I love this time of year. Cherries are the harbinger of fruit season here in California. They herald the coming bounty of great stone fruit – nectarines, peaches, and apricots. They presage the wide range of berries, from blueberries to raspberries, blackberries, and my favorite: olallieberries. Later in the season, apples ripen, and eventually into September and October the wine grapes are ready. But for me it all starts with cherries – sweet, dark, crisp cherries.
This photo was taken by Julianne Nola, shortly after she and her daughters picked these cherries at her parents' orchard in Stockton, Calif.
2012 is looking to be a good year for cherries. The spring was dry and the blossoms pollinated nicely. The fruit set well and abundantly. Harvest, the most critical time for cherry farmers, has been blessedly dry. And the trees are heavy with beautiful, good size cherries. It should be an excellent crop.
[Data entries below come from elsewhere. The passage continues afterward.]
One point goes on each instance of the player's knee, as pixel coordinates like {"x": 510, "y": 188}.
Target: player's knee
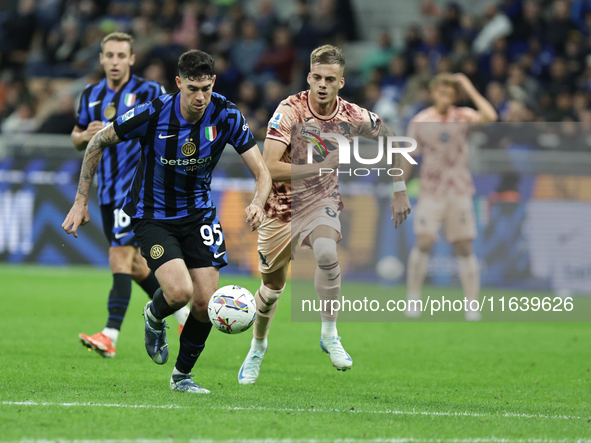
{"x": 267, "y": 297}
{"x": 139, "y": 268}
{"x": 179, "y": 293}
{"x": 325, "y": 251}
{"x": 199, "y": 306}
{"x": 120, "y": 260}
{"x": 424, "y": 244}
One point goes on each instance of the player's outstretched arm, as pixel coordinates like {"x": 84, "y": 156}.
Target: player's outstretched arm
{"x": 81, "y": 137}
{"x": 485, "y": 108}
{"x": 400, "y": 203}
{"x": 255, "y": 212}
{"x": 78, "y": 215}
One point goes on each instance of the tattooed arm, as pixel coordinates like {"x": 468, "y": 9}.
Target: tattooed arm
{"x": 78, "y": 215}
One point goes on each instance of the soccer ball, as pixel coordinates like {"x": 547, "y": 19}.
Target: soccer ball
{"x": 232, "y": 309}
{"x": 390, "y": 268}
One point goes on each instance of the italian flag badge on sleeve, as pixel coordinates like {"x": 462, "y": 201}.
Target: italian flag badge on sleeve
{"x": 211, "y": 133}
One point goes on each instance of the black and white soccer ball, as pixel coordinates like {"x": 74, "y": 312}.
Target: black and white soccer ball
{"x": 232, "y": 309}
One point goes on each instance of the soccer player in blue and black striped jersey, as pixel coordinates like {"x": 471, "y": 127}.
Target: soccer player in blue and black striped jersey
{"x": 182, "y": 137}
{"x": 100, "y": 105}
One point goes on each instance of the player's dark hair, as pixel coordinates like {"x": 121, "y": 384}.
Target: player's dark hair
{"x": 196, "y": 64}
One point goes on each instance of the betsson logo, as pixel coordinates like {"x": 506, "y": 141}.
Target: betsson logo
{"x": 345, "y": 154}
{"x": 191, "y": 163}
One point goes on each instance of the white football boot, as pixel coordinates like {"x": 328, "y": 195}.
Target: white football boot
{"x": 339, "y": 357}
{"x": 249, "y": 371}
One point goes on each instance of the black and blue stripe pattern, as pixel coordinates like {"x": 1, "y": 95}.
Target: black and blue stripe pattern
{"x": 100, "y": 103}
{"x": 173, "y": 179}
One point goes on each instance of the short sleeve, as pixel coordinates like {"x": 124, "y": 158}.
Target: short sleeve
{"x": 240, "y": 136}
{"x": 83, "y": 116}
{"x": 372, "y": 125}
{"x": 280, "y": 125}
{"x": 134, "y": 123}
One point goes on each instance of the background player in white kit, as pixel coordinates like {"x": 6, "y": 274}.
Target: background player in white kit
{"x": 446, "y": 191}
{"x": 317, "y": 226}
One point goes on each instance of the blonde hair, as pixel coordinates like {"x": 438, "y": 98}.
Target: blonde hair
{"x": 443, "y": 79}
{"x": 327, "y": 55}
{"x": 118, "y": 37}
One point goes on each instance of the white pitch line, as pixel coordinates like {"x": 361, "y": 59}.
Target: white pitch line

That's certainly not the case every year. Cherries are a particularly challenging crop to farm because of rain. A heavy rain right before or during harvest will cause the fruit to split, and it's not uncommon to get some rain when the fruit is just ripening. Split cherries can't be marketed. They don't sell. So when it rains in May, the cherry farmers pray.
Losing a portion of the crop is not unusual, but some years are far worse than others. For Nola Orchards and other cherry farmers in the Central Valley, last year was a disaster. Julie's family lost the entire crop due to rain at the wrong time. It's difficult for most of us to know what that feels like – to work the entire year, tending to the trees, fertilizing, watering, spraying, paying for labor – and then have absolutely nothing to show for it. Crop insurance covers some of the cost, but it doesn't provide income. 2011 was a tough year for a lot of cherry farmers.
And that's why the picture above, a small sign of this year's bounty, is such a joy to share. After last year's difficult cherry season, those sweet beauties taste even sweeter.